So much was clear to Luther from the foregoing conversation,—that he had seen and heard the representatives of the highest ranks of the priesthood, and that the stout man was John de Medici, the candidate for the papal chair.
He went quickly through several other rooms where half-intoxicated women were coquetting with their paramours. At last he came into the great banqueting hall. There stood groups of ambassadors and pilgrims, representing all nations of the world. They were looking at the ceiling and admiring the paintings on it. Luther followed their example, while he listened to their remarks.
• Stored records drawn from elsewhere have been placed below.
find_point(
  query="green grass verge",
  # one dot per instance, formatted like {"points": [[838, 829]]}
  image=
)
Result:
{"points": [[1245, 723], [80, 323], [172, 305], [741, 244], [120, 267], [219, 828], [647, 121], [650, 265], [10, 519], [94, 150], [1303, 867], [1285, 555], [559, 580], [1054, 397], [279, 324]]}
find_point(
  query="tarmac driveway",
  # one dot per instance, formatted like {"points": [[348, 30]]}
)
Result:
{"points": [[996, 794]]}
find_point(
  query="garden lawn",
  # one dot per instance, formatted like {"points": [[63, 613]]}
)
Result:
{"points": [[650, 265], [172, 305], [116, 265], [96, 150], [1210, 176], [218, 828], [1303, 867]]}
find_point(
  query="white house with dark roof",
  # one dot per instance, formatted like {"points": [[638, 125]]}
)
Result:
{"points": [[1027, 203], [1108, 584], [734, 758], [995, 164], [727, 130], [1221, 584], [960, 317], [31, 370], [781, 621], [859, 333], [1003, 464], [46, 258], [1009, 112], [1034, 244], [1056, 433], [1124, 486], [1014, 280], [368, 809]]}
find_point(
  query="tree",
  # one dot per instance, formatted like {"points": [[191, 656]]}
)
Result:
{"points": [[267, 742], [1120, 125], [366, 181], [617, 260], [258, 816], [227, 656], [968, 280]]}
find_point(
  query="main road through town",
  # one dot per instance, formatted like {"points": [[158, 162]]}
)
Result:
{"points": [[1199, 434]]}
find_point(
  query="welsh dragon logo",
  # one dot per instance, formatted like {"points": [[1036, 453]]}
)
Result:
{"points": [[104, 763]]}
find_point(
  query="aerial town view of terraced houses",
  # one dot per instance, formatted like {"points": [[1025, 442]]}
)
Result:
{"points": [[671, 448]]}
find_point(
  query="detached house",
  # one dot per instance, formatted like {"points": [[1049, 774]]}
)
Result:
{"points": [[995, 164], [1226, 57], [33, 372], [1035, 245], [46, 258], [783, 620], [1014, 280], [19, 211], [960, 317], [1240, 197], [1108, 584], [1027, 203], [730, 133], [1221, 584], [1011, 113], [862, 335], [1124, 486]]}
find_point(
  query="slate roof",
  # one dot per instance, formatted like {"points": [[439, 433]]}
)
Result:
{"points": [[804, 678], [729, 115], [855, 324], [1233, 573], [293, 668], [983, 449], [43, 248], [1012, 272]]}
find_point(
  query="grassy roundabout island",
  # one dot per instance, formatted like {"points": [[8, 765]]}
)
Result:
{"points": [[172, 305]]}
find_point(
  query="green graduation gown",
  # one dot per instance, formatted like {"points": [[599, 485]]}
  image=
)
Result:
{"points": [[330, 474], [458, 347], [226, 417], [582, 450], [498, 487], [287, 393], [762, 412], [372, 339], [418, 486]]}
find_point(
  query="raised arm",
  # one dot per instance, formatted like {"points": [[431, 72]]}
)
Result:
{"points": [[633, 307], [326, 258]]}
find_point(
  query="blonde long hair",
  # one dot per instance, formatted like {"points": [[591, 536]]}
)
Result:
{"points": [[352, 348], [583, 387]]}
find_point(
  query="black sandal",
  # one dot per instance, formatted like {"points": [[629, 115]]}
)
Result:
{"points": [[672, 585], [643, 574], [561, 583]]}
“This is like looking at the sky; one has to lie on one’s back.”
“I know nothing more beautiful than sunrise and the nude.”
“Raphael is indeed a divine painter.”
“What luck that Savonarola is burnt, else he would have burnt these paintings.”
At the mention of Savonarola’s name the monk awoke from the state of aesthetic intoxication into which the pictures had brought him, and rushed out into the night. Savonarola, the last of the martyrs, who had sought to save Christendom and had been burnt! All were burnt who tried to serve Christ—by way of encouraging them.
How could one expect people to believe in Christianity? What added to his trouble of mind was the fact that this painter who had the name of an angel, and looked like an angel, painted Jupiter and nude women! Nothing kept what it promised; all was dust and ashes. Vanitas! But this heathenism which sprang from the earth, what was its object?
Even the divine Dante had chosen a heathen Roman poet, Virgil, as his guide through Hell, and a beautiful maiden as his companion on the way to heaven. That was foolishness and blasphemy.
The end of the world must be approaching, for Antichrist was come and ruled in Rome. But an Antichrist had always sat on the Papal throne, which was itself an evil, for Paul had taught that in Christ’s Church we are all priests and should form a priesthood.